Vivemos, hoje, na ressaca dos delírios ideológicos do “género”, que tanto animaram o primeiro quartel do nosso século. Descontando os ativistas mais ensandecidos, que são sempre os últimos a perceber que as suas causas já se estafaram, são cada vez menos as pessoas que ainda acreditam ser prudente deixar um adolescente retalhar o corpo em razão da “identidade de género” ou de qualquer outro estado de espírito. Não interessa, por isso, perder tempo a explicar a fabulosa incoerência de quem invoca a liberdade individual para desimpedir a auto-mutilação de género e, ao mesmo tempo, não autoriza que uma criança afogue a sua ansiedade em opiáceos.

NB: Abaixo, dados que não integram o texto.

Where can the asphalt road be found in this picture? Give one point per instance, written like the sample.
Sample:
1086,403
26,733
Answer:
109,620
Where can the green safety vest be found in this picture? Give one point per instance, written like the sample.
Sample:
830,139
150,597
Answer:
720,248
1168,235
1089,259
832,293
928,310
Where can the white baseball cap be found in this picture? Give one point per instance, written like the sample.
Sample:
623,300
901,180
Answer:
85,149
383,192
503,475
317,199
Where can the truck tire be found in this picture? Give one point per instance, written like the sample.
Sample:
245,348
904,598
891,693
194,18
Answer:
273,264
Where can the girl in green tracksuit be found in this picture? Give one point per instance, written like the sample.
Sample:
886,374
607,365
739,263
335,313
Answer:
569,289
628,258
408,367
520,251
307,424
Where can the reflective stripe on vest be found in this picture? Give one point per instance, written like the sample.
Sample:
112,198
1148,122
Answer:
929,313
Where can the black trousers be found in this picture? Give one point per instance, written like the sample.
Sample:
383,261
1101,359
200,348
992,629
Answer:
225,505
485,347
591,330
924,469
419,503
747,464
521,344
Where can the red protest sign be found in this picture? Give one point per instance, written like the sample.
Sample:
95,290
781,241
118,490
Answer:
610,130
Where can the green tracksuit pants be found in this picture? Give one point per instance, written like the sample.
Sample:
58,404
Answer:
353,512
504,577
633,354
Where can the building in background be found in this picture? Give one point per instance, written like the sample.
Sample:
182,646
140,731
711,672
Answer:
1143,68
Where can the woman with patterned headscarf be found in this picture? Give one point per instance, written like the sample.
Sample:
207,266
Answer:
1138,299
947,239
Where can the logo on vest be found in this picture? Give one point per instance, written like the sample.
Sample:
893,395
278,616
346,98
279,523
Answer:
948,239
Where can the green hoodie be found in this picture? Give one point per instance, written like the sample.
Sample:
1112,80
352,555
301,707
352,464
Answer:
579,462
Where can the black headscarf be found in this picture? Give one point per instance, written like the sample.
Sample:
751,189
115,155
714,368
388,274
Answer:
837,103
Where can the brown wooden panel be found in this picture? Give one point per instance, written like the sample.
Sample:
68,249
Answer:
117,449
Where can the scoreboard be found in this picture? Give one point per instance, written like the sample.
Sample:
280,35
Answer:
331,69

O que este caso tem de interessante é outra coisa, que já sugerimos: a utilidade dos nossos libérrimos liberais para os desidérios da esquerda, que, curiosamente, talvez por causa do nosso passado recente, é a fação política que mais empenhadamente os execra.
A esquerda tem a seu favor o facto de ter uma convicção quase histérica nas suas ideias. No parlamento, nas redações e nos estúdios de televisão, @s seus paladin@s esbravejam acusações de “genocídio”, “fascismo” e fantasias quejandas. Ora, a força com que alguém acredita nalguma coisa é muitas vezes suficiente para nos convencer da sua verdade, ou, pelo menos, para nos persuadir de que não convém muito contrariá-la. A “direita liberal” é, na contenda política, a presa perfeita deste fenómeno: complexado por mil lados diferentes – seja pelo velho salazarismo, cuja memória industriou a nossa intelligentsia a suspeitar sempre dos valores da direita, seja pelas “conquistas de Abril”, que tornam qualquer renitência à engorda burocrática num “retrocesso civilizacional”, seja pelas agruras do “passismo”, que anatematizaram o mais módico esforço reformista –, tudo serve de palmatória para o pobre (e geralmente rico) liberal.
Bom aluno que é, aprende rapidamente a abreviar o seu contributo para o bem comum em duas ou três linhas de excel, oferecendo à comunidade uma afinação cirúrgica do IRC ou um apaixonado apelo à privatização da TAP. Mas quando se vê obrigado a escolher entre, de um lado, a proteção dos mais vulneráveis e o elementar senso comum, e, do outro, o mais recente experimentalismo revolucionário, encolhe-se e murmura: “cá eu sou pela liberdade”.
É uma pena, que há entre os nossos liberais muita gente capaz. O que torna especialmente trágico que continuem incapazes de resistir ao doce balanço da marcha do progresso arco-íris, mesmo quando esta avança a toque de um carniceiro bisturi.